A.’s 4-year-old daughter was born when the trial was underway in 2013. The child was raised by A. in prison until age 2 and then transferred to live with A.’s parents. The girl has since been diagnosed as autistic with severe developmental delays.

“Early release is the only way open to minimize the damage caused to the children of incarcerated mothers,” added Baker. “Being by her children’s side also aids in her rehabilitation, given the serious damage caused to [A.] as a result of being separated from her children.”

The Israel Police said their position is based on “professional and objective considerations, after analysis and examination of all available information.”

They added that they will not elaborate on this particular case for privacy reasons.

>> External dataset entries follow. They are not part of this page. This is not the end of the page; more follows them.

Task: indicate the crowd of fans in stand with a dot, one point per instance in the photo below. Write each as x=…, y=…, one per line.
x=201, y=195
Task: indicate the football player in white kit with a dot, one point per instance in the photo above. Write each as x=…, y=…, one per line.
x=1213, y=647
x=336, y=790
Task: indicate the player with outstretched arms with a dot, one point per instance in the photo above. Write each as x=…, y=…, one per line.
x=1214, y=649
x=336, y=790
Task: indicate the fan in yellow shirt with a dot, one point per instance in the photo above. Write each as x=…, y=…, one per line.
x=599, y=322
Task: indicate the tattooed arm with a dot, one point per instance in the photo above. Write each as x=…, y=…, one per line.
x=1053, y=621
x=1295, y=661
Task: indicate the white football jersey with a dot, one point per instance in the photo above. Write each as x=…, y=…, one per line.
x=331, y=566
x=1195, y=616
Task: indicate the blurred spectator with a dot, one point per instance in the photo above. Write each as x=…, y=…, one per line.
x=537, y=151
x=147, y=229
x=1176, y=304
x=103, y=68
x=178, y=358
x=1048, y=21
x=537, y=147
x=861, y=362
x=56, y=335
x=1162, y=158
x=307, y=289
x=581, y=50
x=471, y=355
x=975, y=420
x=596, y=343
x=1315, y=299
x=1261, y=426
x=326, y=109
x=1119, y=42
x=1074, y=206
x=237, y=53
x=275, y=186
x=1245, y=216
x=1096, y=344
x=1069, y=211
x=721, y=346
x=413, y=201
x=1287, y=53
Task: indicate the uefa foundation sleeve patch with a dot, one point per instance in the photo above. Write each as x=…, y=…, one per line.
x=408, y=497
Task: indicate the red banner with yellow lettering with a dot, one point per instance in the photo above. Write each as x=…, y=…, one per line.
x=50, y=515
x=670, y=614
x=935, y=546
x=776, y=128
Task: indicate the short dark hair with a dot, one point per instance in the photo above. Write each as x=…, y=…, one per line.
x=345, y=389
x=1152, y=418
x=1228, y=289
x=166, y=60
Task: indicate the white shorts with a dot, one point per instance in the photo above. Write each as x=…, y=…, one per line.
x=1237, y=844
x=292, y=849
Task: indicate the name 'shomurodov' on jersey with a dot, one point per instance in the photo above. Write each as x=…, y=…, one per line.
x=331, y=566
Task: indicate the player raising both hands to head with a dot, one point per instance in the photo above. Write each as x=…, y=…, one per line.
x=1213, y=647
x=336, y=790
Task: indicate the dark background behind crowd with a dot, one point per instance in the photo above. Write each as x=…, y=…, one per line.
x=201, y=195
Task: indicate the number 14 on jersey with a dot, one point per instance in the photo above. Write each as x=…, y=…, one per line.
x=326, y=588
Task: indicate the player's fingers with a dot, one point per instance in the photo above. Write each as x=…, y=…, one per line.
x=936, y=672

The State Prosecutor’s Office said “after the judges reviewed the latest material, they ruled that the prisoner must undergo further rehabilitation.”

The office added that while being aware of the police position regarding the potential harm that could come to the prisoner if she was released, that was not the main reason for the decision not to free her.

The Israel Women’s Network NGO called the decision “scandalous,” saying that “leaving a rehabilitated inmate in prison just because there were threats to her life shows how feeble the state is when it comes to defending the bodies and lives of women.

“This is a scandalous solution to the gender-based terror many women suffer,” the NGO added. “It’s time that the state take serious steps toward helping women who are under threat by properly training policemen and policewomen, enforcing restraining orders, expanding and adapting municipal welfare departments and, above all, making sure that the criminals are imprisoned and not the victims.”